Bir cemaate dahil olmanın gereği
Tarih boyunca sosyal hayatını çeşitli şekillerde sürdürerek gelen insanlık, âhirzamanda bunu daha teşkilatlı bir hale getirmiştir. Dernekler, vakıflar, sendikalar, siyasi partiler ve değişik isimlerdeki sivil toplum kuruluşları, bahsi geçen gerçeğin en belirgin örnekleridir.
Zamanımızda bir şahıs tek başına bir anlam ifade etmemektedir. Deha derecesinde bir zekâ ve ilme sahip olanlar da, bir cemaatin şahs-ı manevisi karşısında mağlup düşmekten kendisini kurtaramaz.
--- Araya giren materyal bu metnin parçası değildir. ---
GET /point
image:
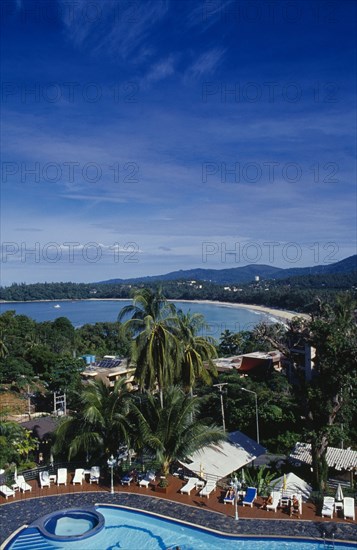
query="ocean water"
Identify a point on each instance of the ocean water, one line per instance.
(219, 317)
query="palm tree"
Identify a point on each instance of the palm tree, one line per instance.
(156, 349)
(196, 350)
(101, 424)
(173, 432)
(4, 350)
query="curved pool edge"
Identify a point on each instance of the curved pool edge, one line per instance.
(42, 523)
(31, 509)
(225, 534)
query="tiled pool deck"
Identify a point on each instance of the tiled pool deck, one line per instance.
(17, 513)
(211, 513)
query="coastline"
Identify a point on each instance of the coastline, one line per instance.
(280, 314)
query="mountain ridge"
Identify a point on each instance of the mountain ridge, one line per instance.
(245, 274)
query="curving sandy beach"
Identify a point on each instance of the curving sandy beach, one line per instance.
(278, 313)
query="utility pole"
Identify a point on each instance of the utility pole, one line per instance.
(220, 390)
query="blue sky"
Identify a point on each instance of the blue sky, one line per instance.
(144, 137)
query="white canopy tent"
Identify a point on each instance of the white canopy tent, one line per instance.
(220, 460)
(293, 484)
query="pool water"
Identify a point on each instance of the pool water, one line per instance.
(69, 526)
(128, 530)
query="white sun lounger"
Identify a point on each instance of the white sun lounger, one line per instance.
(328, 506)
(207, 489)
(191, 484)
(6, 491)
(349, 508)
(21, 482)
(149, 477)
(45, 479)
(78, 476)
(62, 476)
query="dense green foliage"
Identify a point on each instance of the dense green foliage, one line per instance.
(165, 346)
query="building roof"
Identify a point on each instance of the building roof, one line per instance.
(340, 459)
(292, 483)
(248, 361)
(42, 426)
(221, 459)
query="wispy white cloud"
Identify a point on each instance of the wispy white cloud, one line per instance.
(205, 64)
(160, 70)
(114, 28)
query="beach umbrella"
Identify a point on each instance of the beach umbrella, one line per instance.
(339, 493)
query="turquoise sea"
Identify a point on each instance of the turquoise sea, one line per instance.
(219, 317)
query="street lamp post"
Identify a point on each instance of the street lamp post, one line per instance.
(220, 386)
(111, 462)
(256, 410)
(237, 486)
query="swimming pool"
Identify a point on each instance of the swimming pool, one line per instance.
(129, 530)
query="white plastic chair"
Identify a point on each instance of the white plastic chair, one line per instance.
(45, 479)
(6, 491)
(62, 476)
(78, 476)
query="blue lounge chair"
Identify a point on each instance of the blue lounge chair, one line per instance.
(250, 496)
(230, 499)
(126, 479)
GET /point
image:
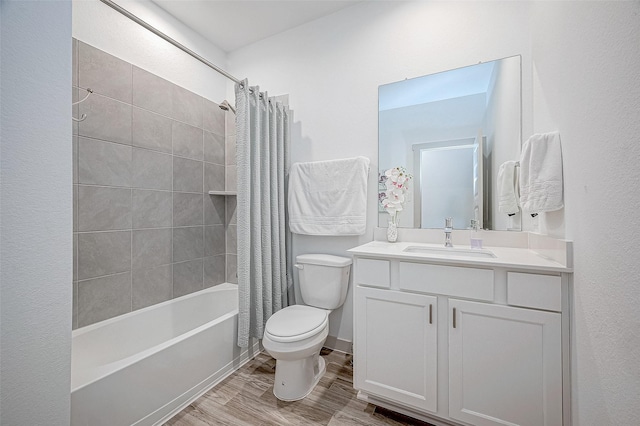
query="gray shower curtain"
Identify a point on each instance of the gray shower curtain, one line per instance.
(264, 275)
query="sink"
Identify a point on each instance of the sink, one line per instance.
(450, 251)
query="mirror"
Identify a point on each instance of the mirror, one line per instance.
(452, 131)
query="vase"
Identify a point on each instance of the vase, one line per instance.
(392, 232)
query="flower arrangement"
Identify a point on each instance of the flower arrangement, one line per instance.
(396, 181)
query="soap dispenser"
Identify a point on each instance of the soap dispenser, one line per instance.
(476, 239)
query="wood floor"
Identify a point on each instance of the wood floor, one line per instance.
(246, 398)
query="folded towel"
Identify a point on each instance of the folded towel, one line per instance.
(541, 173)
(507, 189)
(329, 197)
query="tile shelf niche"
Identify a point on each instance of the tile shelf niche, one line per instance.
(230, 193)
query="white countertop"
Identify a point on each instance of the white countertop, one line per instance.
(506, 257)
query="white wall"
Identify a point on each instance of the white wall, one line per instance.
(587, 57)
(332, 68)
(580, 62)
(36, 217)
(100, 26)
(503, 128)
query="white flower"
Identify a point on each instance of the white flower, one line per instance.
(397, 186)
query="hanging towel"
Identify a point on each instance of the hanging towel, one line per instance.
(541, 173)
(329, 197)
(507, 189)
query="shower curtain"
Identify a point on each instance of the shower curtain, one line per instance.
(264, 274)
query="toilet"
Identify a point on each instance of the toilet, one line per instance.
(295, 335)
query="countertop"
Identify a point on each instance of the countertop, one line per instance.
(506, 257)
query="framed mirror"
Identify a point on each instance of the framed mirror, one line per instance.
(452, 131)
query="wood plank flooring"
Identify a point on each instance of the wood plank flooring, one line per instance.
(246, 398)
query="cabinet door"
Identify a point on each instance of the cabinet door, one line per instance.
(395, 346)
(505, 365)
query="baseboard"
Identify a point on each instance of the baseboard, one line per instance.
(339, 345)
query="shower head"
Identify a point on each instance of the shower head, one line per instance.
(225, 106)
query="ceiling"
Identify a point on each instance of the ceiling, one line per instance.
(232, 24)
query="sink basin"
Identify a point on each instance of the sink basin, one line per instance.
(450, 251)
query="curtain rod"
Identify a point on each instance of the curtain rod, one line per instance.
(168, 39)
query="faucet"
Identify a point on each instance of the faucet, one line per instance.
(448, 227)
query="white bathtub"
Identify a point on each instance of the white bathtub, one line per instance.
(143, 367)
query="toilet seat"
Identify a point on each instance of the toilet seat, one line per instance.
(296, 323)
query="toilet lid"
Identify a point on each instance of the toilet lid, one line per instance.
(296, 321)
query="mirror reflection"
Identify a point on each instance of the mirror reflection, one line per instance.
(451, 131)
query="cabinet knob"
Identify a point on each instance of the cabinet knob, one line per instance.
(454, 317)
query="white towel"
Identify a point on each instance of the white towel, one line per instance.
(329, 197)
(507, 189)
(541, 173)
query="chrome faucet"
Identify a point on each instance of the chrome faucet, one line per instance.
(448, 227)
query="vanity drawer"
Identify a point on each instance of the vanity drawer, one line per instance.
(373, 273)
(470, 283)
(534, 291)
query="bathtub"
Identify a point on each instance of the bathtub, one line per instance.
(143, 367)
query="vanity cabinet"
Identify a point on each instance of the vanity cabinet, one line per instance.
(491, 355)
(396, 348)
(505, 365)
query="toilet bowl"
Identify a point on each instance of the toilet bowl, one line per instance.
(295, 335)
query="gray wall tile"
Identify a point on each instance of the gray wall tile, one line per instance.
(103, 298)
(231, 178)
(213, 117)
(152, 92)
(103, 209)
(74, 309)
(164, 241)
(75, 158)
(187, 175)
(151, 209)
(213, 177)
(214, 209)
(152, 170)
(188, 243)
(232, 239)
(214, 149)
(187, 141)
(186, 106)
(232, 269)
(74, 62)
(187, 277)
(214, 240)
(103, 163)
(75, 256)
(230, 123)
(151, 247)
(214, 270)
(75, 208)
(187, 209)
(107, 119)
(230, 150)
(104, 73)
(103, 253)
(231, 217)
(75, 110)
(151, 286)
(151, 130)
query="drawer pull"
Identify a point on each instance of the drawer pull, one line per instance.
(454, 317)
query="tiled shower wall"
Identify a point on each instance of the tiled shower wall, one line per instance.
(145, 228)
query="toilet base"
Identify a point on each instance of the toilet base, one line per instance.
(296, 379)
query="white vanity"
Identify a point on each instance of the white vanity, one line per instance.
(458, 336)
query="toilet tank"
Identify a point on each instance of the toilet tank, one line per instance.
(324, 279)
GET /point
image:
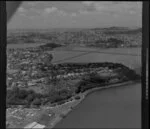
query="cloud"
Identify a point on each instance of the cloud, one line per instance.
(111, 7)
(73, 14)
(50, 10)
(33, 3)
(22, 10)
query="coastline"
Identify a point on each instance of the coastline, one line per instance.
(74, 103)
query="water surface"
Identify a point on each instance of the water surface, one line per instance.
(118, 107)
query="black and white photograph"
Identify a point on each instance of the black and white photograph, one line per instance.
(74, 64)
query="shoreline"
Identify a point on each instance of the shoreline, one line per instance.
(75, 103)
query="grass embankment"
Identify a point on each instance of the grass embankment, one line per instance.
(68, 107)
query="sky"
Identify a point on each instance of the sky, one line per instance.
(76, 14)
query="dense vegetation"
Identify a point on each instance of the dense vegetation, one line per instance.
(61, 90)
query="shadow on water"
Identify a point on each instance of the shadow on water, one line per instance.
(118, 107)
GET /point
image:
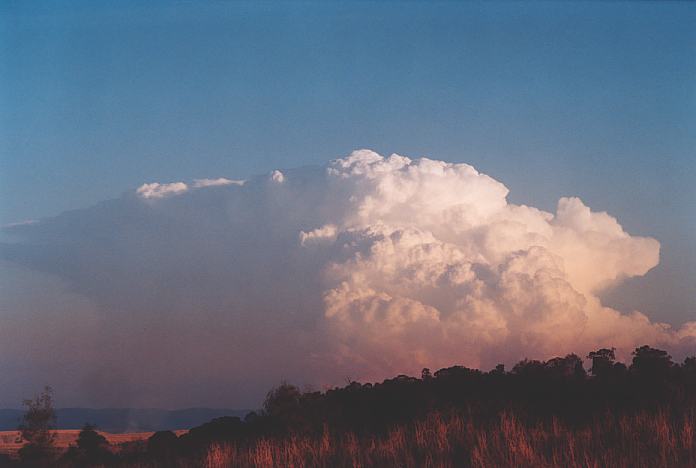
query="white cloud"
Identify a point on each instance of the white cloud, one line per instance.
(367, 267)
(157, 190)
(201, 183)
(277, 176)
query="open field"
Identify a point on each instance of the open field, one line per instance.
(10, 441)
(642, 440)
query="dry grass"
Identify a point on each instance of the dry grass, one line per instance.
(642, 440)
(10, 441)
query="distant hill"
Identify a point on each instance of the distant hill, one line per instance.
(125, 419)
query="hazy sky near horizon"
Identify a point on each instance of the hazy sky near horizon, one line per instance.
(595, 100)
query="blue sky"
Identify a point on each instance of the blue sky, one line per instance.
(596, 100)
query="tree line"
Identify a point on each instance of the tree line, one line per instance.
(534, 390)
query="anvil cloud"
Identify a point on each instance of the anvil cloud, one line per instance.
(367, 267)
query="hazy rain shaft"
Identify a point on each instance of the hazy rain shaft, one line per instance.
(368, 267)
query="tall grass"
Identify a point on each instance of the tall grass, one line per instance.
(655, 439)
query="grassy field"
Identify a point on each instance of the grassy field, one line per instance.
(642, 440)
(10, 441)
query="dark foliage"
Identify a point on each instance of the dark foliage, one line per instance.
(535, 391)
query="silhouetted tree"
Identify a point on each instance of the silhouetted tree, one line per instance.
(566, 367)
(36, 429)
(651, 363)
(92, 449)
(602, 362)
(283, 404)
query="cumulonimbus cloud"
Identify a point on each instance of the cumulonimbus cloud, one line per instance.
(366, 267)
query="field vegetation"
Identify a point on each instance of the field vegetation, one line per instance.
(540, 413)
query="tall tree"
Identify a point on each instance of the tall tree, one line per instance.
(36, 429)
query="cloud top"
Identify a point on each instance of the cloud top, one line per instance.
(368, 266)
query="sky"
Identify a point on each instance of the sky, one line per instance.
(590, 100)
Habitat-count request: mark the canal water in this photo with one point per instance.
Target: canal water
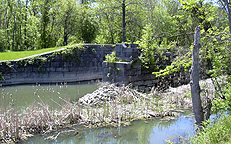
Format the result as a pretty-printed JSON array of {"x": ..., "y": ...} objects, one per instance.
[{"x": 155, "y": 131}]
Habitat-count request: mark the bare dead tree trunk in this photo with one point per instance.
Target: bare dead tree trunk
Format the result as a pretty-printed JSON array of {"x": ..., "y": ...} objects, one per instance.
[{"x": 195, "y": 87}]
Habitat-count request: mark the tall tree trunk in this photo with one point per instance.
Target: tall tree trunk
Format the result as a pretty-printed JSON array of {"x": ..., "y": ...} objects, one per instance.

Bu hakikate binaen, Bediüzzaman Hazretleri de bir şahs-ı manevi teşekkül ettirmiş ve telif ettiği Risale-i Nur tefsirleri ve temsil ettiği cemaatiyle birlikte, ehl-i dalâlete karşı manevi cihadını gerçekleştirmiştir. Bediüzzaman’ın sağlığında Risale-i Nur dairesine çok farklı karakter ve kabiliyetlerde olan insanlar da dâhil olmuş ve Nur Risalelerinden feyiz almışlardır. Bunlardan bir grup Yörük efelerine söylediği ikazlar gerçekten ilginçtir: “Bir şahıs daire haricinde iken kullandığı şahsi cesaretini, daire içine girdikten sonra kullanamaz. Tâ ki diğer kardeşlerini sıkıntıya sokmasın ve zarara uğratmasın.” O efeler de, Bediüzzaman’ın bu ikazını kabul etmişler.